The Covid-19 crisis catapulted women health and care workers to a new visibility. During the first general lockdown in March 2020, women workers were serenaded from European balconies for providing ‘essential’ economic services. In the health arena in particular, the gender imbalance has become acutely visible — globally, women account for about 70 per cent of doctors, nurses and care workers.
The euphoria of seeing women centre-stage soon however crashed with reality. The contradiction between serenading ‘essential’ women workers and subsequent silencing of their inclusion is particularly evident in the focus of the European Union’s recovery package, ‘Next Generation EU’. A gender impact assessment stresses that the economic stimuli envisaged are geared mainly to industries with high male employment — such as the digital, energy, agriculture, construction and transport sectors — while neglecting those with a high female ratio: care and health, education and social work, culture and recreation. Women make up 93 per cent of childcare workers and teachers’ assistants, 86 per cent of personal care workers and health-service employees, and 95 per cent of domestic cleaners and helpers in the EU.

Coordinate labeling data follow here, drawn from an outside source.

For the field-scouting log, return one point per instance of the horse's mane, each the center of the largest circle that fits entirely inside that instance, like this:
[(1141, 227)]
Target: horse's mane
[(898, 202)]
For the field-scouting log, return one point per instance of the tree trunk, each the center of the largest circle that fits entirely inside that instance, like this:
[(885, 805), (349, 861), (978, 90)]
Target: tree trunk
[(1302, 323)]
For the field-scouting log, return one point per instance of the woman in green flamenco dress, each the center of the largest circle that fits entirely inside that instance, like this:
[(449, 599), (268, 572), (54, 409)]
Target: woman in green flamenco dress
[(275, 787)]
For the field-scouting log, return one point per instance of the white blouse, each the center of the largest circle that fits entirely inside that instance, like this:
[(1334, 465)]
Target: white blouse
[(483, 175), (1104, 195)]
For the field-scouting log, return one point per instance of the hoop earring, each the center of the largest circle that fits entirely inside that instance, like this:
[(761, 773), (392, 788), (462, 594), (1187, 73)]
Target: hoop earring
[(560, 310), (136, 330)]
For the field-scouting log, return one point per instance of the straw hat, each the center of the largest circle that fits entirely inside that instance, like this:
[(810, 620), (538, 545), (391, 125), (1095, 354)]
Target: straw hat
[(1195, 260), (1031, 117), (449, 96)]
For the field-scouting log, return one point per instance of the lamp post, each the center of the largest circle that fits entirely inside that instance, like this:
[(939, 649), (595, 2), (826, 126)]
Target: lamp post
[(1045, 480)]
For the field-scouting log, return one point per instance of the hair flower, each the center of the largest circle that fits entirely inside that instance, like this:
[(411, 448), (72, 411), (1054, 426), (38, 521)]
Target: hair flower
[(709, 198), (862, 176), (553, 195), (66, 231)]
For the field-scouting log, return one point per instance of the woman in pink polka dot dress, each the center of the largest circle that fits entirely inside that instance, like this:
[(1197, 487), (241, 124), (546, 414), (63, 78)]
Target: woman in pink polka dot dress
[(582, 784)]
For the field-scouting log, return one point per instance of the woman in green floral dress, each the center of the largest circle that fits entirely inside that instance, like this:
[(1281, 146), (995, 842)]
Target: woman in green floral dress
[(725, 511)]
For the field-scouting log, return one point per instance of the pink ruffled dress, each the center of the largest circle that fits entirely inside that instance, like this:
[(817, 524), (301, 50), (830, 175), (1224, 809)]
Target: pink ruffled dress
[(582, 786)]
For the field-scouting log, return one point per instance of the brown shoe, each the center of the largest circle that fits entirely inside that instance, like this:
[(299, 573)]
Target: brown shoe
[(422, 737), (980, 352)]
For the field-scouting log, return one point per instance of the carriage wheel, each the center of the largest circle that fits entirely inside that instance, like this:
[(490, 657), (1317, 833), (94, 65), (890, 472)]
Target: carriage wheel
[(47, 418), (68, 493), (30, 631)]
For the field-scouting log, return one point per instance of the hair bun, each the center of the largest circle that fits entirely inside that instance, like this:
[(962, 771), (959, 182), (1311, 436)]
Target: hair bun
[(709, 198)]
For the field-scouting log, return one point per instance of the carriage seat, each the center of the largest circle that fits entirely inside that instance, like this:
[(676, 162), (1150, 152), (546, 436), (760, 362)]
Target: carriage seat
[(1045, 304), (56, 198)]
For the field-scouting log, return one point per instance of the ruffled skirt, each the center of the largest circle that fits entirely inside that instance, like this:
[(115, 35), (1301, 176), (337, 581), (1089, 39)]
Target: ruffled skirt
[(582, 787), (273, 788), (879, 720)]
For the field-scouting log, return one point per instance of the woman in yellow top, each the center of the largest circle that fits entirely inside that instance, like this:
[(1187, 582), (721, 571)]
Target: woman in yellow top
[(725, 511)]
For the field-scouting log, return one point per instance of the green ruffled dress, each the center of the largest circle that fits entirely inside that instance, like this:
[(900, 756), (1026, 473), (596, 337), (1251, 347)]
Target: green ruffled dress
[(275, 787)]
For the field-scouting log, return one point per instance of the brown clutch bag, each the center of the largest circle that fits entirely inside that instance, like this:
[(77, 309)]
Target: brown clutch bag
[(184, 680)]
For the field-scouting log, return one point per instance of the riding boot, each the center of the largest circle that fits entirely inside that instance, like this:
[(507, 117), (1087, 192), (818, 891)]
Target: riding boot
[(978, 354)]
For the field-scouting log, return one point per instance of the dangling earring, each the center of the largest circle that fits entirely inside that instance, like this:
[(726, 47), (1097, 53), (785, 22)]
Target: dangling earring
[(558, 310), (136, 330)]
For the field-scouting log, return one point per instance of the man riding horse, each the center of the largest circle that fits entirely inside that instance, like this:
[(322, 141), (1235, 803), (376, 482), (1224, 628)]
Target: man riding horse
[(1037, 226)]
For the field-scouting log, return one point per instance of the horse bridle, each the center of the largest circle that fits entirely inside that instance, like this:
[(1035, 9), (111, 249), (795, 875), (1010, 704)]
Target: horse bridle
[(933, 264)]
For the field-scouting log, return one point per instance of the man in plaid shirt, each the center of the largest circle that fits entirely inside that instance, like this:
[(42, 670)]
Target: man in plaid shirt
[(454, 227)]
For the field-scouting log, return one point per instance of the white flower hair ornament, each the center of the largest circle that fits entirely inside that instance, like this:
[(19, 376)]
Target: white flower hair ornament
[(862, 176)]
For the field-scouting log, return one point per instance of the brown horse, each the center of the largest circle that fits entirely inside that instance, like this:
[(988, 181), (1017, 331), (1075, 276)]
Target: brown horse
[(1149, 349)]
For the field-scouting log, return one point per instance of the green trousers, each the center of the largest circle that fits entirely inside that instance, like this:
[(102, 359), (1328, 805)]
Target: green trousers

The battle to include gender objectives and targets in the Covid-19 recovery plans and task forces is not restricted to the EU. Judging from the many webinars organised since the outbreak by global, national and regional organisations, think-tanks and academic institutions, the silencing of the gender gaps in care, wages and position is a global phenomenon. It has been labelled a re-traditionalisation of women, setting them back in their career goals and their subsequent pension entitlements.
Reducing women to care
Yet, while this feminist engagement on behalf of the care economy is laudable, the focus on the social consequences of the pandemic is blind in its neglect of how macroeconomics fundamentally influences the productive capacity of the economy. Much of the narrative of feminist economists and sociologists is located at the micro-level of the care economy — centring on how the decline of public goods has been associated with the shifting of the burden to female household members, contributing more unpaid labour or poorly-paid care work in public and private facilities.
Gender relationships have an impact on the economy, and economic processes at the same time shape gender relations through feedback loops.

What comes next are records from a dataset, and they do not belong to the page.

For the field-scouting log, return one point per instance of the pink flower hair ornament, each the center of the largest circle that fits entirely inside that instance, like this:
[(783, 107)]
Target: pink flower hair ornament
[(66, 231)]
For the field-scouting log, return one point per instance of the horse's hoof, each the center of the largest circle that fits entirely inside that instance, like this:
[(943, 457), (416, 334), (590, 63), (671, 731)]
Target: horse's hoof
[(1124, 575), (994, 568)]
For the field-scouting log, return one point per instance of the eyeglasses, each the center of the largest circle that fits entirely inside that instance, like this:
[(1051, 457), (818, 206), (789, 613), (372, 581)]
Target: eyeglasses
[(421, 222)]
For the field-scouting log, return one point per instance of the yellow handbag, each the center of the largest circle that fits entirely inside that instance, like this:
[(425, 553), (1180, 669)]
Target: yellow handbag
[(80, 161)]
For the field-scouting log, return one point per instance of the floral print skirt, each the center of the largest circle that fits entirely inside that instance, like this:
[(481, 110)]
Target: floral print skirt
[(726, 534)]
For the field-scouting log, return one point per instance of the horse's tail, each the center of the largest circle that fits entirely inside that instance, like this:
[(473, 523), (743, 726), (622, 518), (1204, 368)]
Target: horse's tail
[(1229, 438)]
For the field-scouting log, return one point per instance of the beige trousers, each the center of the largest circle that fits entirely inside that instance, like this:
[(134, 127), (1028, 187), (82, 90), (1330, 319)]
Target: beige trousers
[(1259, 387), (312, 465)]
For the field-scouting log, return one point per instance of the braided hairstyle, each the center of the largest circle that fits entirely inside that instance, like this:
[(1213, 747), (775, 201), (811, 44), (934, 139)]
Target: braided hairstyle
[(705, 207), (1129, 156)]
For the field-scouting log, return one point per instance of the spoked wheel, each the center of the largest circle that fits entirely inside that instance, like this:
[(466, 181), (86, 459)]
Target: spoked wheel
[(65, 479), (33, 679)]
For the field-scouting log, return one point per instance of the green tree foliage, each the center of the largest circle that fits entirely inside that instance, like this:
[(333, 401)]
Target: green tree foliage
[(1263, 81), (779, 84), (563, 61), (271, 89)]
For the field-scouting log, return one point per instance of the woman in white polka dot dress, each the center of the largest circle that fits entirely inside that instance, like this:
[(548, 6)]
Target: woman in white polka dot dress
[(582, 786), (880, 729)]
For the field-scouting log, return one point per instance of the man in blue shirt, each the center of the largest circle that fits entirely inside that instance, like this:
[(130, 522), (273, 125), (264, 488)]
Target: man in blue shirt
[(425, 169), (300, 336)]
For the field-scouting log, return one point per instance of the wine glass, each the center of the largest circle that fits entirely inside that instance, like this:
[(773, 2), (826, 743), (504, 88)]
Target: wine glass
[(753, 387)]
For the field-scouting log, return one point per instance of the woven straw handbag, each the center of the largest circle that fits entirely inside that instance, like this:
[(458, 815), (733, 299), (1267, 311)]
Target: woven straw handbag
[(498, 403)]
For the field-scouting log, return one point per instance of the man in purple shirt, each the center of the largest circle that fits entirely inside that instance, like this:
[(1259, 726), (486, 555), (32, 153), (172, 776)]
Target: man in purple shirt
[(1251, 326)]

Framing the issue of care as women’s work however reduces women to the care sector and makes it difficult to change the wider discourse. Presenting panels mainly of women for female audiences unwittingly consolidates the impression that care remains women’s work.
On a broader canvas, attending only to the micro-level fails to link the everyday gender challenges of the care economy to the changing landscape of global macroeconomics. Yet this is essential to understand how the shift to a finance-dominated capitalism has created greater wealth inequalities, which tend to affect women more than men. Gender is not only a micro-level variable but an endogenous macroeconomic variable, with an impact on aggregate demand and economic stability.

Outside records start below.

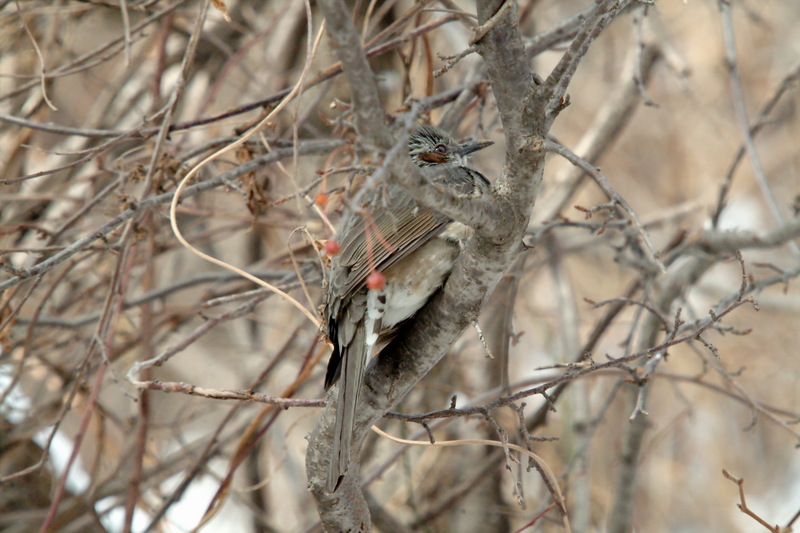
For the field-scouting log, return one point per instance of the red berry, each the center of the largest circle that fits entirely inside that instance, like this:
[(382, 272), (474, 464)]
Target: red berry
[(332, 247), (376, 281)]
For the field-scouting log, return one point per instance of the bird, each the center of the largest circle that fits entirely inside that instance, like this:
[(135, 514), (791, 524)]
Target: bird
[(413, 248)]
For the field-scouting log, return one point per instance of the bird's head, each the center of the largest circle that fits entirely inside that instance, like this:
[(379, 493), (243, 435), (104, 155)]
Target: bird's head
[(428, 146)]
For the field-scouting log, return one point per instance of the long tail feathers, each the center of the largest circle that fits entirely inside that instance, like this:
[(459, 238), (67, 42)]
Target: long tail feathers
[(354, 361)]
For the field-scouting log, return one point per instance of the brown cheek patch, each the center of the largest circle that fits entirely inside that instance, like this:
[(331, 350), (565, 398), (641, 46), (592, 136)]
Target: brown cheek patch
[(432, 157)]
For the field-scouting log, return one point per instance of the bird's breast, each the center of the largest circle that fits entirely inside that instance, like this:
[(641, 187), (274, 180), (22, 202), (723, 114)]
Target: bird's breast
[(411, 282)]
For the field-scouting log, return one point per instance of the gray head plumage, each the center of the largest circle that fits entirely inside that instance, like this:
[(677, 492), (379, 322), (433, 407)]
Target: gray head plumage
[(429, 146)]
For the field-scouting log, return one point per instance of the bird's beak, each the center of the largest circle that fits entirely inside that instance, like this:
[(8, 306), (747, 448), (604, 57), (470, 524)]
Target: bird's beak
[(473, 146)]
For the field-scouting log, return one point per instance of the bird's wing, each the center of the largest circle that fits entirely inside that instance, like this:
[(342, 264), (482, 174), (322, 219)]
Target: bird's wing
[(394, 229)]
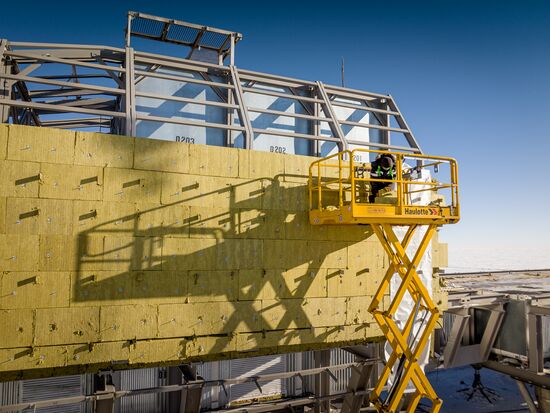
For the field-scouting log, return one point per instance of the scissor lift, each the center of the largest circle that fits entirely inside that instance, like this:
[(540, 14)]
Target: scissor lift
[(339, 189)]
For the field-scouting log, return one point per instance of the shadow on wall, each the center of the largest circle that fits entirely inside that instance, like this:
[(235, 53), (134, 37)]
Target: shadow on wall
[(175, 253)]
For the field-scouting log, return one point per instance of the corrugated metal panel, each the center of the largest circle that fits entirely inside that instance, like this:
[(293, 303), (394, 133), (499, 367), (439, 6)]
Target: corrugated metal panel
[(308, 363), (294, 386), (139, 379), (257, 365), (53, 388), (339, 356), (206, 371), (10, 392)]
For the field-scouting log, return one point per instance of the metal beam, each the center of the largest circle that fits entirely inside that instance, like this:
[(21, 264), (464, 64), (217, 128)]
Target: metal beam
[(243, 112), (39, 80), (329, 112)]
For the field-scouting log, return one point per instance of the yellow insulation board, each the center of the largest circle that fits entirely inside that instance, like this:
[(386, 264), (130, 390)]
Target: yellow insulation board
[(120, 252)]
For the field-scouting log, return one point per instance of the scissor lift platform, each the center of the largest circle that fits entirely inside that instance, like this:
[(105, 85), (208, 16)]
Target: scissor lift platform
[(340, 193), (335, 183)]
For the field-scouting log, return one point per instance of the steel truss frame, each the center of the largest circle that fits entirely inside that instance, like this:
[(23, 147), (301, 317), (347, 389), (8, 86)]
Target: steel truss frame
[(407, 346), (94, 86)]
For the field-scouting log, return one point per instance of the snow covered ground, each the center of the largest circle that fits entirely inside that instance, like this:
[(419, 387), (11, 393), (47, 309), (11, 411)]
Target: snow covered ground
[(448, 383)]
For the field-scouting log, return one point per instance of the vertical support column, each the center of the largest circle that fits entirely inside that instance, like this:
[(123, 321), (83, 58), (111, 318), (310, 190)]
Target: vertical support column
[(174, 398), (321, 358), (192, 394), (229, 116), (5, 88), (334, 123), (232, 50), (105, 393), (243, 111), (130, 93)]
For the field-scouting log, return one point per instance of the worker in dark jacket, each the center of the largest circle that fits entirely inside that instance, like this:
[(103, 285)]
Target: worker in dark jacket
[(383, 167)]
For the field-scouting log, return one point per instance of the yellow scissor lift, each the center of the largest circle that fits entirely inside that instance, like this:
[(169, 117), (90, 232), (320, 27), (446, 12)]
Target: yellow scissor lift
[(339, 187)]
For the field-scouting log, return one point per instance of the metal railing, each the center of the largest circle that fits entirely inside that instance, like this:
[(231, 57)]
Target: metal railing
[(89, 86), (341, 179)]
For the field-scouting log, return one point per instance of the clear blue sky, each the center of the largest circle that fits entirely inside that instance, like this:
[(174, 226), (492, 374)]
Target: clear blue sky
[(471, 77)]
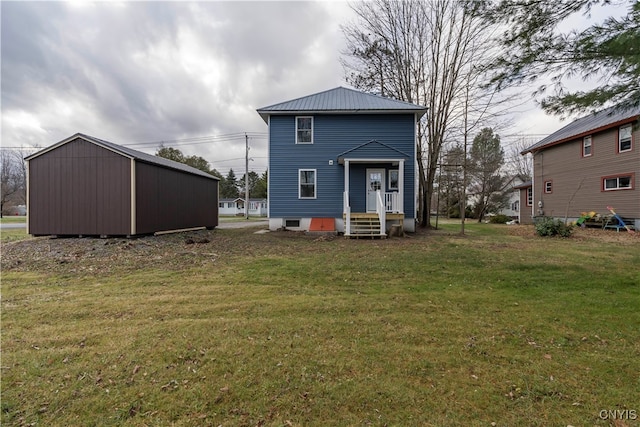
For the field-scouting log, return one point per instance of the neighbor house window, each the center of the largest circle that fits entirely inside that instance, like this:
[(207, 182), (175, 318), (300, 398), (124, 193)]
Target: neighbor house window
[(393, 179), (548, 187), (307, 184), (304, 130), (586, 146), (620, 182), (624, 138)]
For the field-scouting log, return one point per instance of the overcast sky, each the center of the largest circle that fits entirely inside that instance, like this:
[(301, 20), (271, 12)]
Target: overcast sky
[(143, 72)]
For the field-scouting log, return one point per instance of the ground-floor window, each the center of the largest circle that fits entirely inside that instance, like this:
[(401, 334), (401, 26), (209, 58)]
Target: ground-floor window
[(307, 184), (619, 182)]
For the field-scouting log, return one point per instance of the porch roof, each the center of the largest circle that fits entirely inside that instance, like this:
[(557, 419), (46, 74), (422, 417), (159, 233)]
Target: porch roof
[(373, 150)]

The macro-level of the economy has both demand and supply components. High female participation rates mean women are integrated into the economy, have access to bank credits to purchase goods and services and thus contribute to economic growth. In contrast, gender inequality may contribute to a lack of demand for credit by women, leading to aggregate low saving rates, low investment rates and also lower aggregate demand. Similarly, if people do not have the required level of education or skills, companies may find that they are short of the human resources needed to manufacture the material and immaterial goods and services to attain desired outcomes. Gender relationships thus have an impact on the economy, and economic processes at the same time shape gender relations through feedback loops.
Men as the norm
That traditional macroeconomists neglect the care sector is nothing new. It starts with their prerogative to select data for statistical accounting, such as gross national product, in which the contribution of care work and household production is ignored or at best undervalued. If selection of data is unthinkingly based on the experience of men, as the norm or default, gender-blind outcomes are the consequence. Such inadequate metrics have led to wrong policies and widened the gender gap.
Feminist research needs to deconstruct the ‘black box’ of global finance. This is essential to understand the transformation from ‘boring banking’ to a largely-privatised, finance-dominated capitalism which not only resulted in the financial crash of 2007 but also widened the wealth gap between and among nations, affecting different classes of women and men and ethnic minorities in dissimilar ways.
Since the financial turmoil, central banks have adopted unconventional monetary policy, intervening with large infusions of liquidity to ensure economic growth and financial stability. One of the ‘bazookas’ — itself a tellingly male metaphor — in their toolbox is ‘quantitative easing’. QE is used when the interest rate is close to zero and the normal instruments of monetary policy are no longer effective. Buying government and commercial bonds on the secondary markets adds new money to the economy, providing banks with sufficient liquidity to lend to actors in the real economy.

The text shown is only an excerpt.